Friday, December 16, 2016

Anchoring Facebook?

Comments today by the German Justice Minister (Maas, SPD) indicate that after the holidays....probably going into mid-January to mid-February...he will introduce some draft law and hope to get CDU support lined up behind it....on fake news.

The rumored draft?

Out of Spiegel today is some talk from inside the SPD Party that this will invoke some situation where a "market-dominating" platform (Facebook Twitter, Ebay, etc) would have to have a legal center on German soil.  This center....operating 24 hours a day....365 days a year....would immediately be tasked to react to "victims" (yet to be detailed how you could be qualified as such) of fake news.

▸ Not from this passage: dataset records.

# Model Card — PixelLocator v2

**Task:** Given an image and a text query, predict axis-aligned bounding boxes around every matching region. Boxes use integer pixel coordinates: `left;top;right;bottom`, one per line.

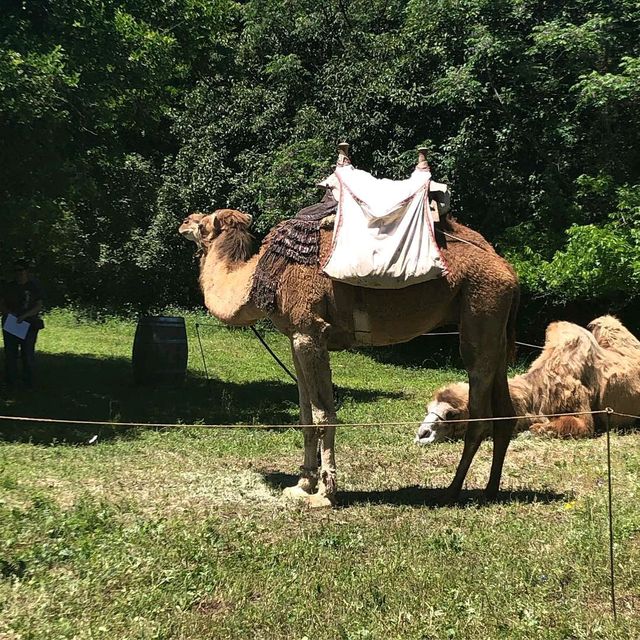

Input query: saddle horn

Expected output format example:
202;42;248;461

416;147;431;171
336;142;351;167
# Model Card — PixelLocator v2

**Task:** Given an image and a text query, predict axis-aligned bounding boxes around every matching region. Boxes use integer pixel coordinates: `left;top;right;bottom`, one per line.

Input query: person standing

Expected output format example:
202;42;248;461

0;260;44;388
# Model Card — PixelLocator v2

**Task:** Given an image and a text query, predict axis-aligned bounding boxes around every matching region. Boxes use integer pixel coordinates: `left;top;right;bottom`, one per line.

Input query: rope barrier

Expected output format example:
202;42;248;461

0;407;624;621
0;408;624;429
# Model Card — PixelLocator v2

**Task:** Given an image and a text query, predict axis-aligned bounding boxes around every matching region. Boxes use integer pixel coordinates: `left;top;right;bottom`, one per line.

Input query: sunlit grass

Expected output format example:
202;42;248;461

0;312;640;640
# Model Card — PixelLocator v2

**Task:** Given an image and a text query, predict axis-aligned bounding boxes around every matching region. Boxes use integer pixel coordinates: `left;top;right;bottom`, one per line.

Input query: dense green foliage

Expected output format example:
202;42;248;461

0;0;640;324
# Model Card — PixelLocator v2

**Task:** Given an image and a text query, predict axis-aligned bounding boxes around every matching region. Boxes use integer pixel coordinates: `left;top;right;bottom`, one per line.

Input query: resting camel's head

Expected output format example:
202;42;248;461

587;316;640;355
178;209;253;252
415;382;469;445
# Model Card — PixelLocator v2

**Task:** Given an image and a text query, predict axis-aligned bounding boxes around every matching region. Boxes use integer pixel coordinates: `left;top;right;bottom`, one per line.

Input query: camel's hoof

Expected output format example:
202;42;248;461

282;485;334;509
282;485;311;502
479;488;500;503
436;488;460;507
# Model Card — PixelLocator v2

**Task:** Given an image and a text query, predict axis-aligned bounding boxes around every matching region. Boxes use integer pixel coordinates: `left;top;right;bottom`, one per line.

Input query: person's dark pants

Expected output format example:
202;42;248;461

2;328;38;387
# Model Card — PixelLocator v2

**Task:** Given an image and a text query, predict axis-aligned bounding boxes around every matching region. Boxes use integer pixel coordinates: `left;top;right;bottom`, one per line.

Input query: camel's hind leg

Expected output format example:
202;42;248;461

286;333;336;507
285;344;319;498
445;312;515;502
485;352;516;499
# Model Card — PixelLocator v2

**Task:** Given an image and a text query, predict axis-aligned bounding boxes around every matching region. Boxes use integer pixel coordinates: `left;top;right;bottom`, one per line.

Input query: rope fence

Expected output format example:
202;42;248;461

0;407;640;621
0;407;640;429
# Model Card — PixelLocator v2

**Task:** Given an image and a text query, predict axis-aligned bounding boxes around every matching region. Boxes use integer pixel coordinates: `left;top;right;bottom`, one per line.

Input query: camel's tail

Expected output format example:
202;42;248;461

507;287;520;364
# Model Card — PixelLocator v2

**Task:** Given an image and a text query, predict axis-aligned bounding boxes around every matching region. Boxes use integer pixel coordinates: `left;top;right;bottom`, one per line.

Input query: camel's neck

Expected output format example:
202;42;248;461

200;242;266;326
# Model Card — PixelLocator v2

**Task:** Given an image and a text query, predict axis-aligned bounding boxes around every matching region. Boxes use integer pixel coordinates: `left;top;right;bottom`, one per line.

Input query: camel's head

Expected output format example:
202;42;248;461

415;382;469;445
587;316;633;349
178;209;253;252
178;213;213;251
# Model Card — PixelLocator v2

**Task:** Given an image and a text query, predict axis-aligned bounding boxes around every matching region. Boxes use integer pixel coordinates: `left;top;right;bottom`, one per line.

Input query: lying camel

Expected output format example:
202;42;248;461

587;316;640;427
416;322;604;444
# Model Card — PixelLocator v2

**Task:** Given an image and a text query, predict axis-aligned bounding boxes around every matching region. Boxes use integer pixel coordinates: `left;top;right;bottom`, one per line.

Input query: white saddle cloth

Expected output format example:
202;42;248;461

321;165;445;289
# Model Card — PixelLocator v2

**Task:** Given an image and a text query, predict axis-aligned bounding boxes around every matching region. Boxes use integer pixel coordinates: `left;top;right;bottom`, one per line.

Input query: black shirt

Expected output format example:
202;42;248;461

2;278;44;322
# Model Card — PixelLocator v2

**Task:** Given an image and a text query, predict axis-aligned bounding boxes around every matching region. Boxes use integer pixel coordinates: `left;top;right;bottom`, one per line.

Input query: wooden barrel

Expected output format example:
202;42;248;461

131;316;189;385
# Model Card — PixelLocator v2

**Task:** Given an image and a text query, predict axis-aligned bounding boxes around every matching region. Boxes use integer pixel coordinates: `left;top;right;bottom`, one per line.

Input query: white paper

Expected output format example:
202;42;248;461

3;313;31;340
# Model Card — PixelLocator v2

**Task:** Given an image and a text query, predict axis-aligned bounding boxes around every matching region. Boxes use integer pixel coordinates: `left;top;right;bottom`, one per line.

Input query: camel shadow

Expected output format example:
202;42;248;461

262;471;567;509
0;353;404;444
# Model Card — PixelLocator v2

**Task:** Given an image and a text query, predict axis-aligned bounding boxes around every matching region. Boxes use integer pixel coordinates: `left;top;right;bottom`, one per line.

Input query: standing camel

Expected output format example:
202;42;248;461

179;148;519;507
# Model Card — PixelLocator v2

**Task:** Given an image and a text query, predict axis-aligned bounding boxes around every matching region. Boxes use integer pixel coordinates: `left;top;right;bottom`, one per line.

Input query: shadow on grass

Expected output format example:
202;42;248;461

0;353;403;443
262;471;567;508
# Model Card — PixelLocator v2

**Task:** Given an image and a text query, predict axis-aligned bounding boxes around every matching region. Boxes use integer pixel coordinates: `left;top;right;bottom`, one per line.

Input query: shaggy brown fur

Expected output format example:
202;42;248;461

180;204;518;506
588;316;640;427
417;322;606;442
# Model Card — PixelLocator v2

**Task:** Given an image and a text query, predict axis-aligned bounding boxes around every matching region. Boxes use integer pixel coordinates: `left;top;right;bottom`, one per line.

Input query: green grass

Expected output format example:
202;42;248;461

0;312;640;640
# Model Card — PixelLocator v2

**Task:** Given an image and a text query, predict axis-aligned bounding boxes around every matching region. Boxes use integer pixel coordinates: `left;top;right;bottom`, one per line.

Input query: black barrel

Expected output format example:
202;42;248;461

131;316;189;385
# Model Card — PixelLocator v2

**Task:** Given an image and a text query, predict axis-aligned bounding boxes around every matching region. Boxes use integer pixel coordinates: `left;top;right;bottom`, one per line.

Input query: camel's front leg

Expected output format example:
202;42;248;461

285;333;337;507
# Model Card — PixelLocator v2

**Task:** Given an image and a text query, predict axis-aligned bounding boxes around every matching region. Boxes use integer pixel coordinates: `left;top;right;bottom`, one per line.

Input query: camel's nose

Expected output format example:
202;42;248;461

416;425;433;440
414;422;436;444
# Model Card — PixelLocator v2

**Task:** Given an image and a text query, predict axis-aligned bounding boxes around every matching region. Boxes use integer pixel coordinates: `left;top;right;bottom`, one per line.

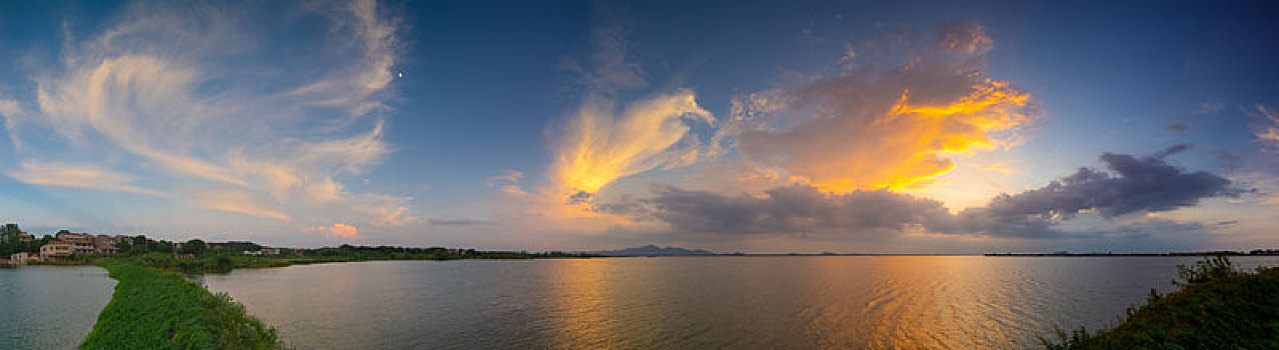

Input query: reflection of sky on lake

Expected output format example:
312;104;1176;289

0;266;115;349
196;257;1279;349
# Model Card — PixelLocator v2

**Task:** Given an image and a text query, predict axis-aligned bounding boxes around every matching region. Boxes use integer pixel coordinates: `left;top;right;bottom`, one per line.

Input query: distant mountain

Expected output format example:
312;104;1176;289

595;244;715;257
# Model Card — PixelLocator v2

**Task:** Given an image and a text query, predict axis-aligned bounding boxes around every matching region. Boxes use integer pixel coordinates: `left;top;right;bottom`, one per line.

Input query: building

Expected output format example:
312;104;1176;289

9;252;35;264
93;235;119;254
40;240;77;261
58;231;97;255
244;247;280;255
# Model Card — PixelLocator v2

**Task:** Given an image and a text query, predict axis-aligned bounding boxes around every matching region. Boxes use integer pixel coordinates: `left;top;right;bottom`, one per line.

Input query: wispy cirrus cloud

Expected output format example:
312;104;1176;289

6;0;416;236
547;17;715;203
5;161;164;195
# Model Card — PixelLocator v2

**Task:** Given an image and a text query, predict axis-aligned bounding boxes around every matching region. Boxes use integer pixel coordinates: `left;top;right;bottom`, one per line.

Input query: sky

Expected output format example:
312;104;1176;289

0;0;1279;253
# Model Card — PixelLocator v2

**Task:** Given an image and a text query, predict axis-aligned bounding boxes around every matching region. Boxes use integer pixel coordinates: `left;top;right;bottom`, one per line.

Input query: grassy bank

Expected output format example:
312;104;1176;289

1045;257;1279;350
81;262;283;349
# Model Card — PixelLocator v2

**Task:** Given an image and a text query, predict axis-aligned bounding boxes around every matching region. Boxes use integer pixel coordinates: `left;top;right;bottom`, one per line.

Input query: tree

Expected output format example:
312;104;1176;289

178;238;206;257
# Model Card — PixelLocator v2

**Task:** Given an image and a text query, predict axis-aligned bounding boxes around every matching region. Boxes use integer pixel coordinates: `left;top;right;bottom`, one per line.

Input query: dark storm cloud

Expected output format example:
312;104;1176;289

597;144;1246;238
599;185;945;234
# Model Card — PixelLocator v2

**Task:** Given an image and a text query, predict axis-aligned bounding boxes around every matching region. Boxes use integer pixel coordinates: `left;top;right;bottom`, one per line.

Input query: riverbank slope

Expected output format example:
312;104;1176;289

81;263;284;349
1045;258;1279;350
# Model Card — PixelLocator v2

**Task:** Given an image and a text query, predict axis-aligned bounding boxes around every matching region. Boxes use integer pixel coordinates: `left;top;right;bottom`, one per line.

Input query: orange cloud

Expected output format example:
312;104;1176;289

716;24;1031;192
306;222;359;240
550;91;715;199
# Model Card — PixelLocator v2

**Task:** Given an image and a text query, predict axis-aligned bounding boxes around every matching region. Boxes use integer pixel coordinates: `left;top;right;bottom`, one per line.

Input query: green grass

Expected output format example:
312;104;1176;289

1044;258;1279;350
81;262;283;349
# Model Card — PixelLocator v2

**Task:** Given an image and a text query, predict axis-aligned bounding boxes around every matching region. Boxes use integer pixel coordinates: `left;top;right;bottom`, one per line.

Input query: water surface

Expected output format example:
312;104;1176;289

0;266;115;349
191;257;1279;349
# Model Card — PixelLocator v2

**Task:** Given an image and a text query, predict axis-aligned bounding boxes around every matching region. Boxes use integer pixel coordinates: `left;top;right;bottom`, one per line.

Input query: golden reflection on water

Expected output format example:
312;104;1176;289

549;257;1013;349
194;257;1274;349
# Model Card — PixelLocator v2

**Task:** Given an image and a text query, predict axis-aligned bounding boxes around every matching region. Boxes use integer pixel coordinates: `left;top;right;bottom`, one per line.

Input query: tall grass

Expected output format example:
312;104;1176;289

81;263;283;349
1040;257;1279;350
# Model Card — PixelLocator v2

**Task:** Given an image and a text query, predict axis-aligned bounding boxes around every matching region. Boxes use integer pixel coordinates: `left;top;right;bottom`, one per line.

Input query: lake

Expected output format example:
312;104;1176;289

197;257;1279;349
0;266;115;349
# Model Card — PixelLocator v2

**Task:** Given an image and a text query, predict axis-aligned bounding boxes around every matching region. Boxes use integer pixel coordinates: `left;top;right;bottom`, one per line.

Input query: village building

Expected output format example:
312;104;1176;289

9;252;36;264
40;240;77;261
58;232;97;255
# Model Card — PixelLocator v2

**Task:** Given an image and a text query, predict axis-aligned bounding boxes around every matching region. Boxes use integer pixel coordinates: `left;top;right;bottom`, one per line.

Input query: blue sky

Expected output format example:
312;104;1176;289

0;1;1279;253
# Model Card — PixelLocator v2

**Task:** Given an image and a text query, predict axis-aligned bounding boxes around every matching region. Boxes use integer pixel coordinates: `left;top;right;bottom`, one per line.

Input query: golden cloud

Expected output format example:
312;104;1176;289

550;89;715;199
307;222;359;240
716;24;1031;192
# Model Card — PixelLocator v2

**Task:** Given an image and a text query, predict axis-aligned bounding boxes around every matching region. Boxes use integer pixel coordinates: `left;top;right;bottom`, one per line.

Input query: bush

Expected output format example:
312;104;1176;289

81;262;283;349
1040;257;1279;349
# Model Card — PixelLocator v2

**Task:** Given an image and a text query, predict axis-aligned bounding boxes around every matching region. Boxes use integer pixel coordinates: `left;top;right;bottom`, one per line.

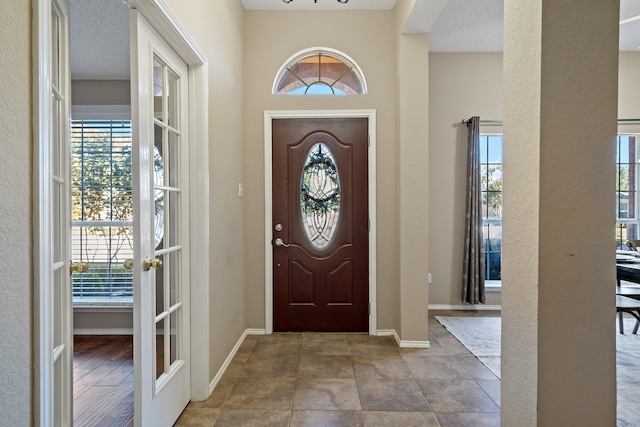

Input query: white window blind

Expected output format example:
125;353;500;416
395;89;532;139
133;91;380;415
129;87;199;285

71;120;133;305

The suggestion of this Spiegel story is that if you didn't delete the offending fake news within 24 hours, then you'd have to pay 500,000 Euro.

So you stand there looking at this.  A Facebook center, open 24 hours a day, 365 days a year....to react?  How many personnel are you talking about?  My humble guess would be some chief...ten to twenty sub-chiefs and support personnel.  Then figure.at least twenty to forty phone response people with administrator privileges, with five or six on each shift....around the clock.

Could any individual just call and say he's angry about such-and-such posting?  Yeah.  Reaction by Facebook phone folks?  I would imagine, they'd be quick to delete anything to avoid this 500,000 fine for each single issue.  All you need is five or six of these a year, and your profit margin suffers a bit.

So you could create a wave on some evening around Christmas where you get seven-hundred people calling in every three hours and triggering massive deletions?  In theory....yeah.

The second part of this that makes it interesting is that you'd have various platforms affected.  Ebay could be dragged into this....even though they make next to nothing on profit.

The comments section of Amazon?  Well....yeah....you could write something to offend some author of a book.

Other EU members asking for this "service"?  Well....no.

I could imagine all 28 members getting hyped up and each asking for this 24-hour a day, 365-day a year operation in each country....just to hype up jobs. Presently, you don't see that many other European societies hyped up.

All of this policing and cleansing leads to?  So you sit back and look over this scheme suggested.  If this is the gimmick of persuasion by the SPD to draft as a law.....you would create this 100-day wave of deletions....one after another.  It'd take four months to probably bring this center into operation.  So by mid-summer....the cleansing crew would be doing their work for Germany and humanity.

By late-summer, deep into this election period....with folks at Facebook patting themselves on the back, and the Justice Minister all happy.....someone would ask, so that's the end of the problem?

Well....no.  You see by late-summer, with the platform turned into a comical routine....a fair number of German users would just walk away.  Facebook would ask about user rates and advertising numbers, and start to get a bit freaked out.  Losing twenty to thirty percent of their audience in Germany in a hundred-day period?  Yeah.

Where did they go?  With a non-market-dominating platform....way off the German soil, and probably off of the EU range.

New strategy?  Dragging the new non-market-dominating platform to German soil?   Oh, I doubt if anyone would be that stupid.  Meanwhile....Facebook and the others would be concerned how this trend lost them users, advertising money, and profit.  Wanting to cut cost on this customer center....you'd eventually fill the room with one single cheap person (the mini-job 8.50 an hour person), and re-route all the phones to some Bombay office where Haj would answer with a crisp Bavarian accent and pretend he was in Munich.

Maybe there will be an end to this whole fake agenda talk and some real solution.  But in the end, you'd just reinvent the whole problem requiring a new solution, and repeating this over and over.